Tuesday, 22 January 2008

i'm dismayed

by the amount of talk of boredom, the joylessness i seem to encounter on the internet these days. so this article in today's independent appealed. this fellow occupies his commute by making paintings on the backs of his metro tickets. i'm loving his notebooks also. how much better to be doing something than droning on in a modern life is rubbish, i'm so bored vein

i used to do something similar when i lived in the city. if i was ever stuck for material i'd go for a walk and watch the people go by. easy. never failed. writer's block? lack of imagination!

thinking about it a bit more i'm remembering a conversation i had a work a few weeks back, me being the only uk resident, about the numbers of overdoses/self harms we were getting in. can't remember where these particular doctors were from but all over and their basic question was - what's going on with your young people? i couldn't and i can't answer. i can be flippant, as above, about modern life being rubbish but for far too many, it really is. and it's not just the admissions we get. why do so many, many people have as what appears to be their only answer, a prescription for some anti-depressants?

not that i'm anti-medication. they have their place and i'm all for them. but they're no good for joylessness, thwarted expectations, frustration etc. the default setting for a response to this is a guardianesque, something should be done. usually by the government and almost never by the person doing the asking. so long as we have someone to blame and so long as it isn't us!

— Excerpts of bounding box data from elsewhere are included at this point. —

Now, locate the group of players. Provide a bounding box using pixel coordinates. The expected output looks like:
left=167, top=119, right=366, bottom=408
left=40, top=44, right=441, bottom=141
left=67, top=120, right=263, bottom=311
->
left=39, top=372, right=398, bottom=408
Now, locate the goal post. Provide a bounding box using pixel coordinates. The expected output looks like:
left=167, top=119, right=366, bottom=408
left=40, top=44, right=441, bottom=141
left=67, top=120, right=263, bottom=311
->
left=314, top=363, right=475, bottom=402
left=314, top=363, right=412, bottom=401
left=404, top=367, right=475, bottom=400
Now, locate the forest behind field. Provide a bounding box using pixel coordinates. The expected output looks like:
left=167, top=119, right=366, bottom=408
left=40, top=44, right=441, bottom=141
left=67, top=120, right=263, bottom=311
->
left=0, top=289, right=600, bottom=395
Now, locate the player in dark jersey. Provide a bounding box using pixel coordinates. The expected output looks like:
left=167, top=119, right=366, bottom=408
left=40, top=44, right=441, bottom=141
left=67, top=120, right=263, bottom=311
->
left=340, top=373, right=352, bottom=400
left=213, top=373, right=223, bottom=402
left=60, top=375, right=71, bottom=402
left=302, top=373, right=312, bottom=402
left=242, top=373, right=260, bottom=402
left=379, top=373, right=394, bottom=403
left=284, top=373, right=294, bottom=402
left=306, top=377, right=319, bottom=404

i had no answer to the doctors' question. but i did ask them one in return which addressed our own work culture as well as that around it. why are we so crap at looking after each other? it costs so little and we gain so much. like me they had no answers. so we watched some tv.

3 comments:

Anonymous said...

i think that's because the perspectives are rubbish for many young people, sure people may not - or some do - go to bed hungry, but what awaits young people: sinking salaries while having to face increased pressure at work and at the same time no or less pensionfunding; universityeducation more expensive; even with some decent eductation lesser possibilities to land a job = a good job, like in the eighties were you needed only one and could make even a living and they couldn't sack you the next day & even the dentist was covered by the healthinsurance; housing more expensive; and the knowledge that things are closing in and not exactly will improve soonish. When living conditions develop in a way that most of the time people are struggling with keeping the head above water there won't be much time left to develop the emotional skills to deal with frustrations or to learn how to look after each other and so on, tv is the easier and also, more understandeable alternative. I think it's a very complex and disturbing problem that can't be easily solved, at least not with meds alone.

Marion McCready said...

work, purpose/faith, the estrangement of one's political/social nature, and darwinism. work ought to be an end in its self as a self-affirming activity and not just a means to life but for how many is this the case? the residue of marxism in me still thinks that to be truly human is not primarily atomistic, individualist and material-centred man but rather it is to see oneself in association with others and to participate in the central social and political structures of society but for most this is not possible. the determinism and ultimate hopelessness that is the logical philosophical conclusion of darwinism also has a lot to answer for, well I think so anyway!

swiss said...

interestingly i'm just back from reading the bmj which suggests that suicide rate in dutch adolescents has risen 49% in the last five or so years. the bmj article suggests that attempts to link this with a reduction in prescription of ssri's are wildly speculative but even so, that's quite an increase

and while i agree with much of what both of you say i can't help feeling there's more at work. certainly among the young, there's a lifestyle issue, particularly amongst girls, which seems to see self harm almost as a rite of passage. and while disadvantaged home circumstances are undoubtedly a factor quite some number of our attenders come from well to do middle class homes. we call ths the idiot parent factor - some of the behaviours from all concerned have to be sen to be believed!

and while dealing with the young can be upsetting this client group is far from being composed solely of them, in fact our frequent flyers tend to be in the late 30s -50s age range.

my gut instinct is to disagree that it's not possible to associate with others. however it seems that there's a barrage of social factors that entrench individualist, self centred, selfish attitudes and predicate against it. i've worked wih some east germans recently and it'svery interesting to compare and contrast their upbringing with the likes of mine!